Elan takeover battle ends after Perrigo agrees to buy company for $8.6bn
Deal will give US generic drugmaker Irish tax advantage
Chairman Robert Ingram and chief executive Kelly Martin of Elan. The new deal is expected to close by the end of this year. Photograph: Alan Betson
The battle for Elan came to an end yesterday after US pharmaceutical giant Perrigo agreed to acquire the company for $8.6 billion (€6.5bn).
Elan put itself up for sale last month after rejecting three hostile bids from private equity firm Royalty Pharma in a bitter takeover battle. Royalty’s final offer was $13 in cash per share as well as a “contingent value right” that could have added a further $2.50 per share if Elan’s blockbuster multiple sclerosis drug Tysabri hit certain sales milestones.
Perrigo has now emerged the winner after offering to pay $6.25 per share in cash and $10.25 per share in stock, in a deal that will provide the American drug maker with $150 million in tax savings.
Michigan-based Perrigo, which has been headquartered in the town of Allegan since 1887, said it would move its tax residence to Ireland and hopes to cut its tax liabilities nearly in half as it grows non-US sales.
The company makes over-the-counter pharmaceuticals for the in-store brand market and has a market value of about $12 billion. It will use $4.35 billion in bridge financing from Barclays and HSBC plus cash to fund the deal, which also brings it Elan’s $1.9 billion cash pile.

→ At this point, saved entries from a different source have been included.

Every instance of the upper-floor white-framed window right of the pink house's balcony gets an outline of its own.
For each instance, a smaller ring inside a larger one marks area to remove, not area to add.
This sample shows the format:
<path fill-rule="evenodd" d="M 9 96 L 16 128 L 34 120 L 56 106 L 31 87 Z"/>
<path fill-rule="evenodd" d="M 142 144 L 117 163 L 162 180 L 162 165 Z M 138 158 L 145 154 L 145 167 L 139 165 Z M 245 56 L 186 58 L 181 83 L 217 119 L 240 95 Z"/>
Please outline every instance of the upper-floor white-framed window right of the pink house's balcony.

The acquisition also gives Perrigo the rights to royalties from Elan’s multiple sclerosis drug Tysabri, which generated $1.6 billion in revenues last year.

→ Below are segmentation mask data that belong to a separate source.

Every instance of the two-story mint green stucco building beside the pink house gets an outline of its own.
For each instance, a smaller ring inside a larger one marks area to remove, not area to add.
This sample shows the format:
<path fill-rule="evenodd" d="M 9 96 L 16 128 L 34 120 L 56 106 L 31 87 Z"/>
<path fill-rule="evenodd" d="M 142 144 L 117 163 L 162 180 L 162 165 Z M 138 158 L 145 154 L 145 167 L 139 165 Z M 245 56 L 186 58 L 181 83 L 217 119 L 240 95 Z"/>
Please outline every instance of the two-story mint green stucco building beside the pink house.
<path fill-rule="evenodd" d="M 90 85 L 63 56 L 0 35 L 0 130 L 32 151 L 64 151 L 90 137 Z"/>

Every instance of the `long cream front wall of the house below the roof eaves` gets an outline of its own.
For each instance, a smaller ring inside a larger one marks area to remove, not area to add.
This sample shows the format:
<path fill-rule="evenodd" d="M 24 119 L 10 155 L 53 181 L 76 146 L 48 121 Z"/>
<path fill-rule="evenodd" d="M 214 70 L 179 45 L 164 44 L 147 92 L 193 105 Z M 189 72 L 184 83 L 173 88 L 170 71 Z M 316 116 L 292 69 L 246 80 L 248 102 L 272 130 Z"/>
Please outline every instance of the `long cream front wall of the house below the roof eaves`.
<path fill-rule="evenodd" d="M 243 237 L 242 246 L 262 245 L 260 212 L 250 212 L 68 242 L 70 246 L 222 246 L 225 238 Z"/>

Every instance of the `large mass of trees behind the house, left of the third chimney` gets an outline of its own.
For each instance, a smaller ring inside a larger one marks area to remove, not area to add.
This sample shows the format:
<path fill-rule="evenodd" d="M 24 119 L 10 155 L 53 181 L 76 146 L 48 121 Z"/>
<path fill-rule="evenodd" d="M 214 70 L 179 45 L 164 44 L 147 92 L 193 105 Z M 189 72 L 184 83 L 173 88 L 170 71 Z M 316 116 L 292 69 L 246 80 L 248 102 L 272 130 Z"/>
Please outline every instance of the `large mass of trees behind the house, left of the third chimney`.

Elan sold its 50 per cent interest in Tysabri to Biogen Idec in February for $3.25 billion, but retained royalty rights in the drug, which Perrigo will now have access to.

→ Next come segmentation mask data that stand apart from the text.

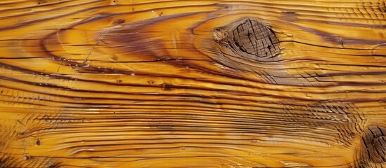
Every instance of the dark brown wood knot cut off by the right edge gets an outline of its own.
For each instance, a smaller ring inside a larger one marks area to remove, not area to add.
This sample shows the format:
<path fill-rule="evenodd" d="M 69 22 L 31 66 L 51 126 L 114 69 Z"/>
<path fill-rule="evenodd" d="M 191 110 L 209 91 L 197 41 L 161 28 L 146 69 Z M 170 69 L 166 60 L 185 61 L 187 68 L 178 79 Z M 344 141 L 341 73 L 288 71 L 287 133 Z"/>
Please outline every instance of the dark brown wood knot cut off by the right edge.
<path fill-rule="evenodd" d="M 386 128 L 371 126 L 362 137 L 361 165 L 386 163 Z"/>

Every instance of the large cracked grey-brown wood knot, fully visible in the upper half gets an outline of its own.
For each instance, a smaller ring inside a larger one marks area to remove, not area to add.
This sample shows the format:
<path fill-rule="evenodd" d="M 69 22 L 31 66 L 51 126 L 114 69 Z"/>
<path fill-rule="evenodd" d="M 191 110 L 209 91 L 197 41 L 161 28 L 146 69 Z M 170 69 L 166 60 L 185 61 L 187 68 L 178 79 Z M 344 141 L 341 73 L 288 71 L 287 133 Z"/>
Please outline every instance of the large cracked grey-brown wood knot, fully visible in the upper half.
<path fill-rule="evenodd" d="M 214 29 L 214 40 L 243 58 L 264 61 L 280 54 L 274 31 L 261 22 L 246 19 Z"/>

Perrigo chief executive Joe Papa said the acquisition would cut the company’s effective tax rate from 30 per cent to approximately 17 per cent.
“We’re excited by what it means for the international expansion.
“We think it’s financially compelling and when you put it together with an Irish domicile that has operational tax synergies, we think it’s a really compelling story.”
Perrigo said the acquisition was expected to result in more than $150 million of recurring after-tax annual operating expense and tax savings.
“Additionally, tax savings are expected to arise from the combined company being incorporated in Ireland with organisational, operations and capitalisation structures that will enable the combined company to more efficiently manage its global cash and treasury operations.”
The combined company will list shares on the New York Stock Exchange and the Tel Aviv Stock Exchange, according to the statement.
Perrigo shares are traded in Israel because the company in 2005 acquired Israeli generic drug maker Agis Industries.
Elan’s chief executive Kelly Martin said the company platform has been constructed over the years to provide “a unique and compelling investment thesis for our shareholders’’.
“This transaction underscores the tremendous value of Elan’s platform.
“The new combined company should deliver value, growth and diversification to shareholders for many years to come.”
The proposed transaction, which has been unanimously approved by the respective boards of directors of Perrigo and Elan, is expected to close by the end of this year.
The deal will give Perrigo’s shareholders 71 per cent of the new company, while Elan’s investors will own the remainder, according to a company statement.
Elan shares closed up 3.7 per cent yesterday at €11.55 on Dublin’s Iseq after soaring more than 10 per cent at one stage.